Re: svn commit: r573831

2007-10-26 Thread Nick Kew
On Tue, 23 Oct 2007 00:22:56 +0200
André Malo <[EMAIL PROTECTED]> wrote:

> 
> > > The main difference is this escaping of ' ' to '+'. The reason for
> > > this is that while ' ' gets encoded as %20 in paths, it gets
> > > encoded as '+' in query strings (afaik for historic reasons).
> > > Therefore, languages which interpret the query string (like PHP)
> > > might get confused if they receive a %20 in the query string (or
> > > at least that was my concern).
> >
> > That sounds plausible, but I'm not sure.  Anyone else?
> 
> Nah. Everyone just takes %hh and turns it into an octet. The special 
> handling takes place for the + sign only, on both sides.
> In fact, every script must be prepared to get a %20 from the client,
> as well.

You're right of course, and it's also so easy to implement
that it's unlikely to have been messed up in real life.

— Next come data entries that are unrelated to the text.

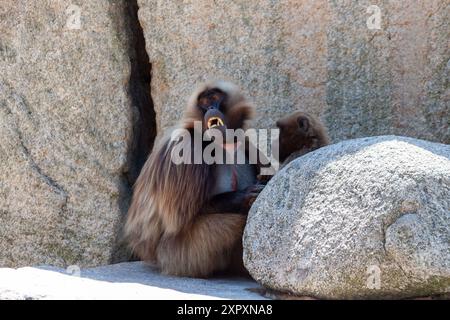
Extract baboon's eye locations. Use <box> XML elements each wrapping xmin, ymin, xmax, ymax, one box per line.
<box><xmin>198</xmin><ymin>97</ymin><xmax>209</xmax><ymax>108</ymax></box>
<box><xmin>297</xmin><ymin>117</ymin><xmax>310</xmax><ymax>132</ymax></box>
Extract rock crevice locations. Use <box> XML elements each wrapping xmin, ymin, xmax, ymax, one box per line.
<box><xmin>123</xmin><ymin>0</ymin><xmax>156</xmax><ymax>186</ymax></box>
<box><xmin>0</xmin><ymin>0</ymin><xmax>155</xmax><ymax>268</ymax></box>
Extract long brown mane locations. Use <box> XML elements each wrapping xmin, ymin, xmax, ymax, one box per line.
<box><xmin>124</xmin><ymin>80</ymin><xmax>255</xmax><ymax>276</ymax></box>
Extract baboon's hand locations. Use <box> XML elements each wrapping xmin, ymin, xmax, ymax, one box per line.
<box><xmin>257</xmin><ymin>174</ymin><xmax>272</xmax><ymax>183</ymax></box>
<box><xmin>243</xmin><ymin>184</ymin><xmax>265</xmax><ymax>210</ymax></box>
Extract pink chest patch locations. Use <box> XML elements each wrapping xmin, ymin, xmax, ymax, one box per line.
<box><xmin>231</xmin><ymin>167</ymin><xmax>238</xmax><ymax>191</ymax></box>
<box><xmin>222</xmin><ymin>142</ymin><xmax>242</xmax><ymax>192</ymax></box>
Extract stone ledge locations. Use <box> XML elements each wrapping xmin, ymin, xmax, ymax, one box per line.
<box><xmin>0</xmin><ymin>262</ymin><xmax>265</xmax><ymax>300</ymax></box>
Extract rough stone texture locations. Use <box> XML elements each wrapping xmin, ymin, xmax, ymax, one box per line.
<box><xmin>0</xmin><ymin>1</ymin><xmax>139</xmax><ymax>267</ymax></box>
<box><xmin>138</xmin><ymin>0</ymin><xmax>449</xmax><ymax>143</ymax></box>
<box><xmin>0</xmin><ymin>262</ymin><xmax>265</xmax><ymax>300</ymax></box>
<box><xmin>243</xmin><ymin>136</ymin><xmax>450</xmax><ymax>299</ymax></box>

As I see it, we have two variants of the fix:
  (1) Günther Gsenger's patch, with + for space.
  (2) Use ap_escape_path_segment, with %20 for space.

My (slight) inclination is to apply (2), but if anyone has strong
views, I'm happy with (1).  If noone cares enough to reply here,
I'll go ahead and apply (2).

-- 
Nick Kew

Application Development with Apache - the Apache Modules Book
http://www.apachetutor.org/


Re: svn commit: r573831

2007-10-22 Thread André Malo
* Nick Kew wrote:

> > The main difference is this escaping of ' ' to '+'. The reason for
> > this is that while ' ' gets encoded as %20 in paths, it gets encoded
> > as '+' in query strings (afaik for historic reasons). Therefore,
> > languages which interpret the query string (like PHP) might get
> > confused if they receive a %20 in the query string (or at least that
> > was my concern).
>
> That sounds plausible, but I'm not sure.  Anyone else?

Nah. Everyone just takes %hh and turns it into an octet. The special 
handling takes place for the + sign only, on both sides.
In fact, every script must be prepared to get a %20 from the client, as 
well.

nd
-- 
> Rätselnd, was ein Anthroposoph mit Unterwerfung zu tun hat...

[...] Dieses Wort gibt so viele Stellen für einen Spelling Flame her, und
Du gönnst einem keine einzige.-- Jean Claude und David Kastrup in dtl


Re: svn commit: r573831

2007-10-22 Thread William A. Rowe, Jr.

Nick Kew wrote:

Günther Gsenger <[EMAIL PROTECTED]> wrote:

André Malo:
This spreads another uri escaper copy around. Why can't we take 
ap_escape_uri? Without deep digging: what's the difference?

Also I don't like the ' ' => '+' transition, which should not be
applied  
forpaths. It's safer to translate that always to %20, I guess.

The main difference is this escaping of ' ' to '+'. The reason for
this is that while ' ' gets encoded as %20 in paths, it gets encoded
as '+' in query strings (afaik for historic reasons). Therefore,
languages which interpret the query string (like PHP) might get
confused if they receive a %20 in the query string (or at least that
was my concern).


That sounds plausible, but I'm not sure.  Anyone else?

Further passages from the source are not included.